At the edge of the photo is Jase with B, they were walking ahead (it was in Brisbane CBD) and it left me with Emma, who walks s o o o o slowly. She tells us all the time it is because she has little legs. She is in fact the tallest of the trio, but she likes to use that excuse because once upon a time she did. I remember walking with her, having to slow down my own mummy pace considerably to Emma-levels. I remember Emma singing songs to me about birds (she makes songs up all the time!), in her sweet little off key voice. Rainbows and birds, and cake. Nice combination!
I also think of their birthday when I look at this photo. By ‘their’ I mean the triplets. Three three year olds to three four year olds in one day – wow. I think that novelty will never ever grow old! This year, for their fourth birthday they had separate cakes. Next year I will have to gauge what they want – as individuals celebrating their birthday through chance on the same day, minutes apart. It never ceases to amaze me!
I could write pages about the thoughts, feelings and pictures this image conjures up in my mind, and for that, I am infinitely grateful for the integration of cameras on phones! This moment, if I had to have it posed, would not have been anywhere near as sweet, imperfect, but totally awesome as it is. And that in itself is exactly why imperfect pictures are to me, often more meaningful.
Second food for thought photo – (no pun intended!!)
Not all photos are rosy, or show good bits of day to day routine. This is a photo of a battle lost. The age old battle of ‘eat your tea’. This particular night I had no luck with *any* child. All four refused to eat their tea. After trying to list consequences, offer ultimatums, or simple pleading, I gave in. They walked away from the table not eating their tea, but not getting anything else either. They went to bed hungry, “Starving hungry mummy, you must feed me or it is not fair” even. I had to check under their beds, in their rooms and cupboards for any stashed/stolen food. Because that is how they roll. They steal food and stash it for ‘laters’. True story. Caitlyn is usually the thief. But she ever so kindly shares her wares, meaning the others are just as culpable. The first time it was hilarious. The second time not so much.
Photos (like this) show me not only the battles, but the plates (Ikea – yep we colour code) and table (an old table with scratches, paint and graffitti marking it and giving it history) and the food. Basic fair this night because it was tennis night and I had to go to work. I would have thought chicken tenders would have always been a hit even if I had to force/bribe the veggies. Nope. Not this night. Gets me thinking about *all* the nights I struggle with what to cook for four kids who decide only at tea time to get picky. They will eat just about anything at any other time of the day (fruit, vegetables and everything in between) but come dinner, they decide to be fussy little buggers. Terms like “I can’t like this Mummy”, “I don’t like the way the peas look” “The chicken is weird” or “B touched my tea and now I can’t eat it” frequent the dinner discussions. All sensible conversations stop, and everything is then based on food. Bargaining – “If I eat this, can I leave the table”, “Emma got less than me” or pleading “I ate all my fruit today and now I am full” “Just two more (bites)”?. Good thing I don’t do dessert on anything remotely resembling a regular basis. There is never any promise of ‘after tea specials’ (Moloney for dessert).

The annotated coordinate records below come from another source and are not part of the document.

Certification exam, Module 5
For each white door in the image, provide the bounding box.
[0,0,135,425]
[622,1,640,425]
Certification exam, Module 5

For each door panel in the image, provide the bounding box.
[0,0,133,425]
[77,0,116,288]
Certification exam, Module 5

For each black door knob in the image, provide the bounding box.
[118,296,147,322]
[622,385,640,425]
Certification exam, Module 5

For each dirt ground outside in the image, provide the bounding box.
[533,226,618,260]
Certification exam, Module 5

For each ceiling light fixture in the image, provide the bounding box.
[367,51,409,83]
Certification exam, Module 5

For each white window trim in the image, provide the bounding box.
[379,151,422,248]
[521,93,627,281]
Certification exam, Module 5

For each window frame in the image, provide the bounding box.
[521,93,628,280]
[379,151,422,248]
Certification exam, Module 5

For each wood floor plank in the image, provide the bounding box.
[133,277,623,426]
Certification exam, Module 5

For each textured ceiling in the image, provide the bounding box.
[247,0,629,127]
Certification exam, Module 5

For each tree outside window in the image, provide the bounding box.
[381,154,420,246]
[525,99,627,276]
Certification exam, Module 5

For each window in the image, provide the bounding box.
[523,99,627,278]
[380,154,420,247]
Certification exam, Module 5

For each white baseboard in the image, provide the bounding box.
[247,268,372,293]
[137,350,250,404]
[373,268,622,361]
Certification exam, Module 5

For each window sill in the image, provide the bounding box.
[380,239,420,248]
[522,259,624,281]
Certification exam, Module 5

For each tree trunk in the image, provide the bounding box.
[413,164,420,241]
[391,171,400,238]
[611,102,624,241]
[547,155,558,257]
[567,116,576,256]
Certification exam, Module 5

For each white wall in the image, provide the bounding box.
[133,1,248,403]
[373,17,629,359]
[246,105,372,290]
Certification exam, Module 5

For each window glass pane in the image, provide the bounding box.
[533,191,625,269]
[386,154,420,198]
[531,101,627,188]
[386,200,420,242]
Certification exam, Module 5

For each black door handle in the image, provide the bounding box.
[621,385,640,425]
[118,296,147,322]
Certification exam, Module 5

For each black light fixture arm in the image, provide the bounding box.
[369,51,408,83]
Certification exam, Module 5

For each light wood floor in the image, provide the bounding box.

I look at this photo and think about how I feel on nights like this – defeated, by four kids who just outnumber me. I feel tired, tired of bargaining or begging. Then I feel ridiculous, because honestly, who cares if they don’t eat dinner? Then I feel thankful that we are able to sweat the small stuff like this. Then I feel mothers guilt because my kids are not eating their dinner. Then I look at the time and am relieved (and this is horrible haha) that it is almost bed time and I will be able to have 5 minutes to myself soon enough, even if it is at work on a break. All this (and then some) from a photo.
And because I like things in threes – here is another –
Simple photo yeah? Just a necklace (purchased here). Yes and no. This is such a special necklace to me. These four names are four of the most important names in my life, with one other to add, Jason’s. These names make up probably 80% of my very being. These are my little chickens. These guys heard my heart beat on the inside, tested me emotionally and physically before they were even born, and made our family. Never thought I would have four kids – and some days I still am surprised that I do. Given, three at once was a bit of a lazy way to do it, but still!
This photo is about motherhood. About siblings. About love. About responsibility, one that never goes away – as from the 13th of February 2007, I became a mother. A title that is not ever changeable by anything. There are not many roles in life that are like that – other than familial ones. That makes it even more unique. What being a mother means to me is likely a different kettle of fish to any other mother. I doubt my motherhood ‘skills’ daily. But no matter how much doubt I have, I am always going to be a mother. This photo brings a smile to my face if I am at work and missing my kids – it shows me that there are so many facets to motherhood. It is a role that is ever changing, and like its namesake, the role and responsibilities are not set in stone. Every day is potentially a new challenge. Milestones met, growth ensues, development continues. Like an app, it is constantly updated. Constantly glitching, and sometimes needs a good factory reset.
What do you see when you look, and really look, and the less than perfect photos on your camera roll?